On any given day, there are 500,000 children and youth in the foster care system, according to the Annie E. Casey Foundation, a national leader on child welfare issues. When these youth “age out” of the system they often do not possess the skills to thrive on their own.
Few public health, child welfare or juvenile services networks have addressed the critical need for relevant, high-quality, population-specific sexuality education for the youth in their care — many of whom are sexually active, have been victims of sexual abuse and whose life circumstances place them at high risk for STIs, teen pregnancy and sexual exploitation.
According to the National Campaign to Prevent Teen & Unplanned Pregnancy, males and females in foster care are 2.5 times more likely to become pregnant or get someone pregnant than their non-system involved peers. Almost half of girls in foster care have been pregnant at least once by age 19 and nearly one-third have had at least one child before they reach age 20. When it comes to youth in foster care and the risk of unplanned pregnancy, the National Campaign states, “The statistics speak for themselves.”
The elevated risk has serious human and financial costs and consequences for the young people, their families and the child welfare and juvenile justice systems across our country. Helping these young people avoid STIs and unplanned pregnancy is a major public health, child welfare and juvenile services challenge that requires immediate attention and practical, effective solutions. Over the years, few resources have been identified to address this challenge effectively — with the exception of one curriculum, Power Through Choices (PTC). Designed with and for young people living in foster and other out-of-home care, PTC has demonstrated its effectiveness in meeting the specific needs of youth in the foster care and juvenile services systems through a rigorous evaluation conducted in multiple settings across the country.
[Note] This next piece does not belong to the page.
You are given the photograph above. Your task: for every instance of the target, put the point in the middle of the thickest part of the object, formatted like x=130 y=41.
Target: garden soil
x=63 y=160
It is an evidence-based program ready for replication – a solution to address the sexual health needs of system-involved youth.
PTC’s Health Education Goals
The goal of the PTC curriculum is to provide system-involved youth with relevant information and skills to help them avoid risk-taking sexual behavior and reduce the incidence of adolescent pregnancy, HIV and other STIs. Curriculum objectives focus on enabling program participants to:
- Make healthy, positive choices related to sexual behavior.
- Build condom and contraceptive knowledge and skills.
- Develop and practice effective communication skills.
- Learn how to access available resources.
The revised curriculum, Power Through Choices: My Life, My Choices (2nd Edition), was part of an extensive federal evaluation conducted with support from the HHS Administration on Children and Families. The curriculum revisions expanded and strengthened the adolescent development, reproductive health education and skill-building content. The program was updated with direct input from youth living in foster and juvenile services congregate care settings, ensuring the new content continued to address the realities of their lives.